JAKARTA, KOMPAS.com - Ujian perdana telah menanti pemerintahan baru Joko Widodo (Jokowi)-Jusuf Kalla (JK), yakni regulasi harga bahan bakar minyak (BBM) bersubsidi. Banyak yang menilai subsidi BBM sebagai bisul dan bahkan tumor bagi anggaran negara. Kenaikan harga BBM bersubsidi dipandang sebagai operasi pengangkatan tumor serta upaya penyehatan kembali anggaran negara.
Di sisi lain, efek kenaikan harga BBM, apalagi sampai Rp 3.000 per liter, bisa menjalar kemana-mana. Mulai dari lonjakan inflasi, kemiskinan bahkan masalah sosial. Boleh jadi lantaran ruwetnya urusan BBM bersubsidi, pemerintah baru tak mau terburu-buru memutuskannya.
Menko Ekonomi Perekonomian Sofyan Djalil, hanya berjanji, tim ekonomi kabinet baru segera membahas rencana kenaikan harga BBM. Menteri Keuangan Bambang Brodjonegoro, juga belum bisa memastikan waktu kenaikan harga BBM pada tahun ini atau tahun depan. "Kami ingin pertumbuhan ekonomi tak terkoreksi terlalu dalam," kata Bambang, kemarin.
Sejumlah ekonom menyarankan agar kenaikan harga BBM bersubsidi ditunda hingga awal tahun 2015. Pertimbangannya, lebih banyak mudarat daripada manfaatnya jika harga BBM naik 1 November 2014.
Lana Soelistianingsih, Ekonom Samuel Aset Manajemen, misalnya, menghitung, jika harga BBM naik Rp 3.000 per liter, inflasi bertambah 3,5 persen. Untuk mengerem liarnya inflasi, pemerintah baru harus bisa memastikan kecukupan stok pangan, serta program sosial yang bisa mempertahankan daya beli masyarakat.
Tanpa langkah-langkah itu, daya beli masyarakat akan tergerus dan pertumbuhan ekonomi melemah.
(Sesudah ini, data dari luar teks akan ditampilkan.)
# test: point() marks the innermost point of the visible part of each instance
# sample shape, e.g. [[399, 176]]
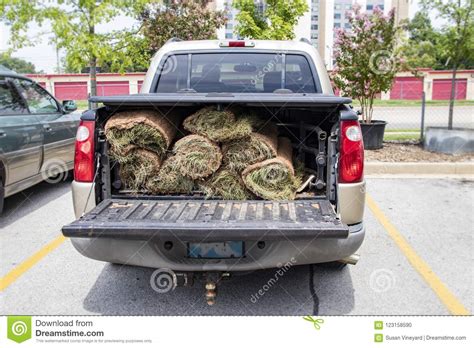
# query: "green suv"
[[37, 134]]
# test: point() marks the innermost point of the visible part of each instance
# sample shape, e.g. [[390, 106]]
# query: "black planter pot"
[[372, 133]]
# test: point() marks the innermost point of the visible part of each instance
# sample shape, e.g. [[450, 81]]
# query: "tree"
[[185, 19], [74, 27], [421, 48], [275, 22], [458, 37], [16, 64], [366, 57]]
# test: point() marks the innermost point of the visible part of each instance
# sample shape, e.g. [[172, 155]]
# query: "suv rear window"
[[236, 73]]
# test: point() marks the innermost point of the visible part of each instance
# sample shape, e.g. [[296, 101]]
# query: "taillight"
[[351, 160], [236, 44], [84, 153]]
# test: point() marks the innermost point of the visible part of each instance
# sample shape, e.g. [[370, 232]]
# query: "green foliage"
[[276, 22], [456, 38], [16, 64], [367, 57], [184, 19], [73, 25], [421, 48]]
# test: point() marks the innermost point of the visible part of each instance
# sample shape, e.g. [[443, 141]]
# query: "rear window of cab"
[[235, 73]]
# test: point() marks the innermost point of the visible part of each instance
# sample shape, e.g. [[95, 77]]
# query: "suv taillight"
[[84, 153], [351, 160]]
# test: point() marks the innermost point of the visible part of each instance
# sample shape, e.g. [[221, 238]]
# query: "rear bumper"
[[274, 254]]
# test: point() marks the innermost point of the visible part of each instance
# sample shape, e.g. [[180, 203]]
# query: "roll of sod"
[[226, 184], [257, 147], [196, 156], [169, 179], [147, 129], [218, 126], [273, 179], [142, 165]]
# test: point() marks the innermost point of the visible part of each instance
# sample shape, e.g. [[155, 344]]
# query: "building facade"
[[319, 23]]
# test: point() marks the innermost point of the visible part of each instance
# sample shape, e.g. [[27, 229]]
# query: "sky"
[[43, 55]]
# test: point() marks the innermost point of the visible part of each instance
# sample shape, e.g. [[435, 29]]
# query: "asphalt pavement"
[[43, 274]]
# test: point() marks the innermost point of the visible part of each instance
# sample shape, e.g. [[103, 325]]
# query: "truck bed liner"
[[209, 220]]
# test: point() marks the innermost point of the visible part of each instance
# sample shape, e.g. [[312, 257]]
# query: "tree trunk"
[[453, 96]]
Padahal, tanpa kenaikan harga BBM pun, hitungan Lana, ekonomi Indonesia tahun ini hanya tumbuh 5,1 persen-5,2 persen, jauh dari target sebesar 5,5 persen.
Alhasil, Lana dan Ekonom Indef, Eni Sri Hartati, menyarankan, awal tahun 2015 adalah waktu tepat menaikkan harga BBM. Dalam sisa terakhir tahun ini, pemerintah bisa mempersiapkan stok bahan pangan. "Jangan tergesa-gesa, ini ujian pertama bagi pemerintah baru. Kalau tidak lulus, kepercayaan runtuh," kata Lana, mengingatkan.
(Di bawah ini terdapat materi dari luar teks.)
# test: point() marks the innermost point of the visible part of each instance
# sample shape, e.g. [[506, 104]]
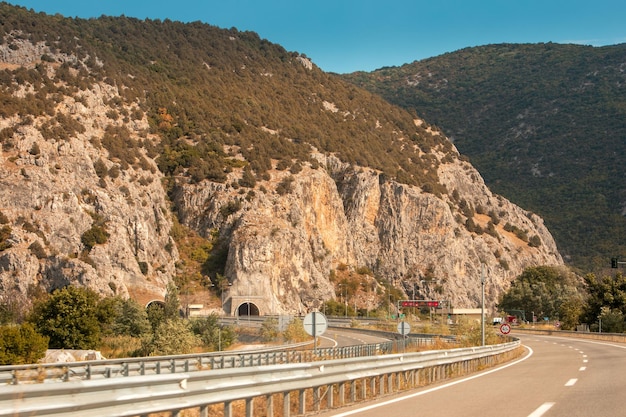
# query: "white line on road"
[[541, 410], [427, 391]]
Ekonom Bank Central Asia (BCA) David Sumual, berpendapat lain. Lebih baik harga BBM naik secepatnya. Memang, dampak kenaikan harga BBM tak berdampak positif bagi ekonomi tahun ini, malah bisa menggerus ekonomi. Tapi dampak positif terasa besar pada masa-masa mendatang. Anggaran negara lebih hemat, sehingga bisa dipakai membangun jalan, sekolah, bendungan, maupun membiayai program Indonesia Sehat dan Indonesia Pintar.